December 23 | comments icon 0 COMMENTS     print icon print

40 Days for Life Vigil 005

With freedom of speech comes responsibility and respect

We must be cautious of any measure which could restrict our freedom of speech, warns James Bundy

Freedom of speech is fundamental to the operation of a free and fair society. It gives us the ability to debate ideas, speak out against the establishment and, most importantly, improve society.

With the introduction of buffer zones, safe spaces, and no platforming, however, freedom of speech is under threat. Society’s vision is becoming narrower due to the lens of avoiding offensiveness. We must reverse this worrying trend if we want to pursue our goal, which I think we all share, of making Scotland the most free and fair society in the western world.

Avoiding offensiveness is a noble aim due to the principle that no one likes to be offended. The question we must ask is, is it a realistic aim? Can we have a society where no one is offended at any time? To answer this question, we must determine what offence is. Who and what causes offence? What is required to remove the notion of offence from our society?



A dictionary definition of ‘offensive’ is: “causing someone to feel resentful, upset, or annoyed.” Offence, therefore, is caused by an individual or group which makes others feel resentful, upset or annoyed.

When talking to one person, it is most likely that you can watch what you say to make sure you do not cause offence. When you are speaking to a lecture hall on topics such as Brexit, religion, or moral issues, not being offensive becomes much harder.

Regardless of what you say or what your opinion is, there is likely to be someone in the audience who disagrees with what you are saying.

If your motivation is therefore to avoid offence, there is not much you can actually say. How is the world supposed to improve if no one can point out the flaws that exist? How is an ordinary person supposed to call out the establishment when they do wrong?



With free speech comes responsibility. We must take decisions as individuals, using the guidance of others, to judge what we consider to be acceptable to say or not.

If we allow the group-think police to make this judgement, we will end up in a situation where anything outwith the majority will be barred from public life. This is a worrying prospect and must be addressed immediately.

One issue that sparked conversation at the weekend was a banner which was on display at Celtic Park which stated ‘Tories not Welcome’.

I have been a season-ticket holder at Celtic for over 10 years and, during this time, I served as chair of the Scottish Young Conservatives for two years, worked for a Conservative MP and also stood as a Conservative candidate for my hometown of Grangemouth.



During my time as a season ticket holder, I have only felt acceptance to the club by my fellow fans (bar after posting one tweet which got a lot of abuse). To see a sign like that unfurled at Celtic Park, a place where I go to escape politics, was hurtful.

I was offended. Do I think such a banner belongs in a football stadium? No. Do I think there should be regulations on what fans can or cannot say? No.

This is where the responsibility of free speech comes into play. As Catholics, we are called to love our neighbour, and especially our enemies. Though we disagree with what other people say or do, we must show nothing but love to them.
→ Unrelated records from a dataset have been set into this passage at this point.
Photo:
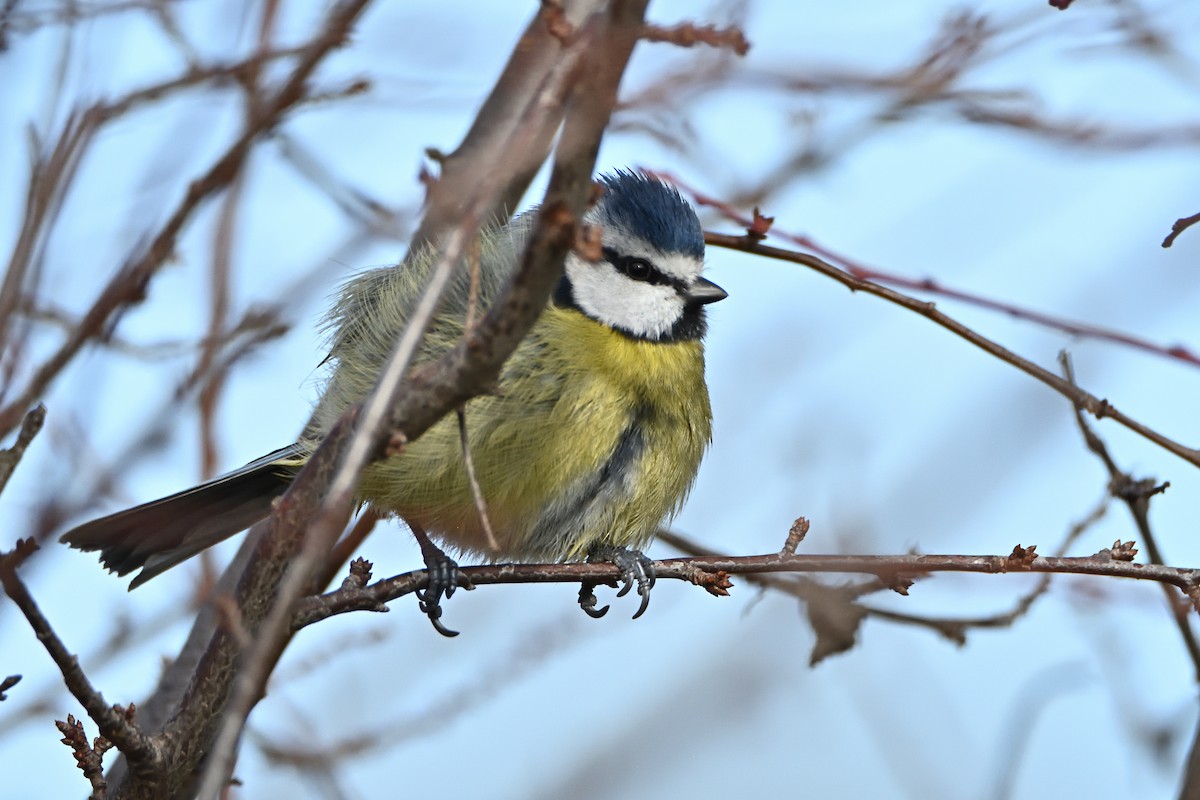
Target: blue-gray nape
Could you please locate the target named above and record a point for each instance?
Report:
(653, 211)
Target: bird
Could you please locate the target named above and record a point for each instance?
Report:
(591, 440)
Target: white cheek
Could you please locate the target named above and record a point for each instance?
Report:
(617, 301)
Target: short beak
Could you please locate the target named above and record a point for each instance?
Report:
(705, 292)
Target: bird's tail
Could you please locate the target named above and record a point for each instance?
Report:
(159, 535)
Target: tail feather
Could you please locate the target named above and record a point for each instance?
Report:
(159, 535)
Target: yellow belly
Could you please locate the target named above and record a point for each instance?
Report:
(592, 438)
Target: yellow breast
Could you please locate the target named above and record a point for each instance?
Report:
(592, 438)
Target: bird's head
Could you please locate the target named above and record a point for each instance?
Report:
(647, 283)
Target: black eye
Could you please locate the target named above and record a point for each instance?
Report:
(637, 269)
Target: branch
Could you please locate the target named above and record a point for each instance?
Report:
(129, 286)
(759, 227)
(144, 752)
(712, 573)
(1089, 402)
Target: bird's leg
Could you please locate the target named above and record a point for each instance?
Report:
(635, 569)
(444, 578)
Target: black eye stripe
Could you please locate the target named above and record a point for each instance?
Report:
(640, 269)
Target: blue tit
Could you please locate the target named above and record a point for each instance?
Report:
(591, 440)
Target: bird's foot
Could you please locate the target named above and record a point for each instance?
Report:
(444, 578)
(635, 570)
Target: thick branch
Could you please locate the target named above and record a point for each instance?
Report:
(708, 571)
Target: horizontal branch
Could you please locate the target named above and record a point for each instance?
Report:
(1081, 398)
(712, 573)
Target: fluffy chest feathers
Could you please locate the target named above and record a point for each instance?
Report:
(592, 438)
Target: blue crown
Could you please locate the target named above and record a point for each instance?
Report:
(651, 210)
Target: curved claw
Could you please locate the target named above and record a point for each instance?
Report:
(635, 570)
(588, 601)
(433, 611)
(443, 579)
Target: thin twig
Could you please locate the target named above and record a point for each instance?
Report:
(143, 751)
(1135, 494)
(29, 427)
(1109, 563)
(1089, 402)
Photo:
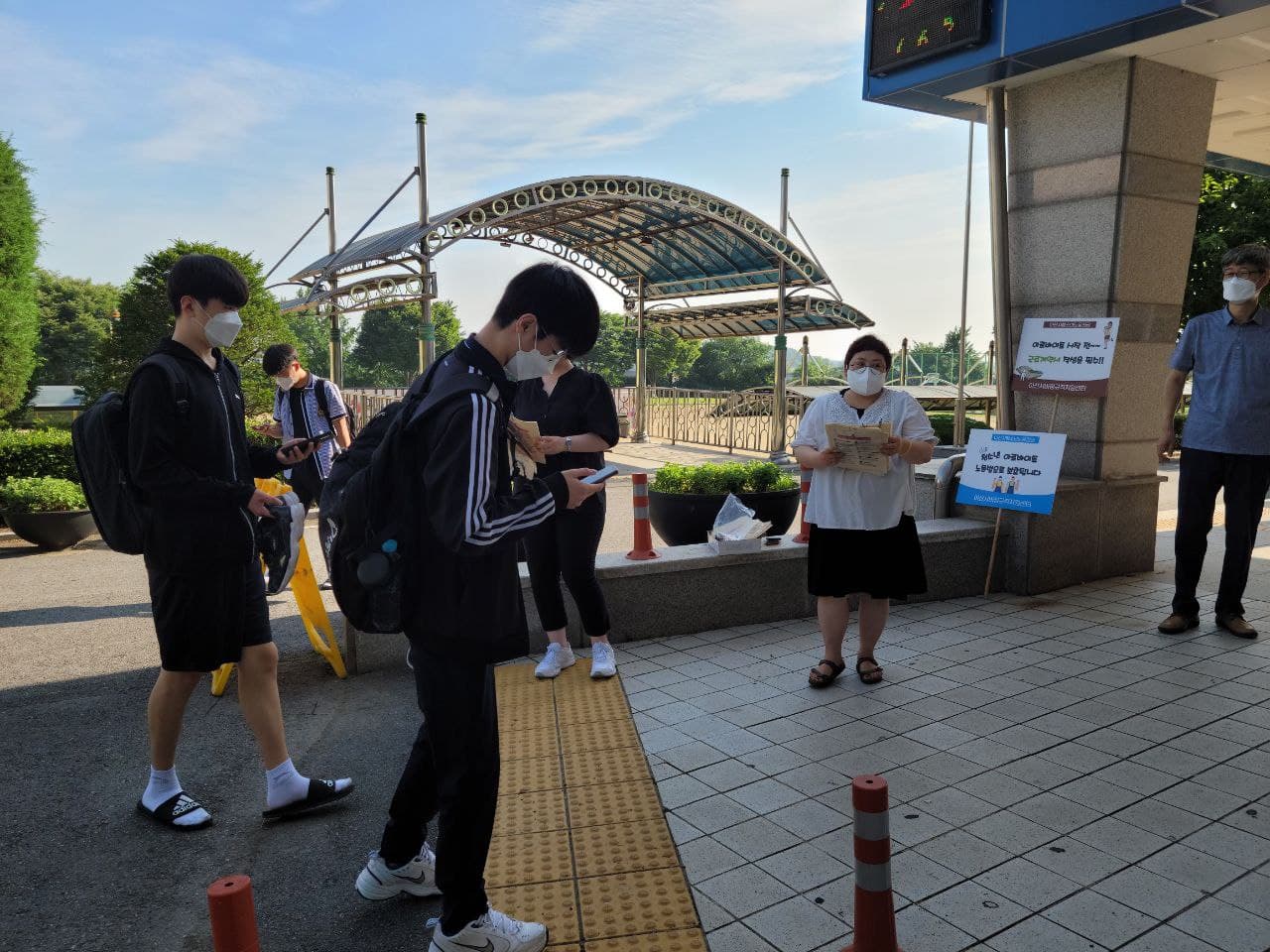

Of course, I fall short of this sometimes. We all do, but it is what we must inspire to do at all times. Making a personal judgement on what we say, and how we say it, is vitally important to carrying out this commandment in our lives.



Another reason why I am hesitant to introducing restrictions on our freedom of speech is because of the consequences it could have for our Catholic Faith. In the history of our country, Catholics were oppressed simply due to their religion. The celebration of Mass was illegal, and failure to denounce the Catholic Faith meant you could not hold public office.

If freedom of speech is restricted, it could restrict our religious liberty. This year a man was arrested for praying outside an abortion clinic. Do we live in a fair and free society if someone is arrested for praying in the wrong place?

We have seen efforts in universities across the country to shut down pro-life societies.

Do we live in a fair and free society if moral issues cannot even be debated or discussed?

Free speech has been one of the key components of the living in the western world. The ability to speak your mind, express ideas and debate controversial issues has allowed our society to advance in many ways.


Future of debate

But, though we may feel that our society is enlightened, it is fundamentally important that debate is allowed to continue. Our goal is to do on Earth as it is in Heaven.

Refusal to debate leaves the implication that we as a society believe we have achieved Heaven.

So, stand up for the truth. Stand up for the Truth of the Gospel. The truth, sadly, does offend some people. The truth even offended people when it was said by Jesus, so it will offend people when you say it. Standing up for the truth is the only way to do on Earth as it is in Heaven.

People will resist the truth. We must show love to them, but we must also not become timid. Becoming timid means the truth is silenced, not by law but by our individual choices.

If we refuse to be timid, efforts will be made—as they currently are—to remove our voice. That is why we must defend the right to free speech. It is the backbone of our democracy, but it is also the path to do on Earth as it is in Heaven.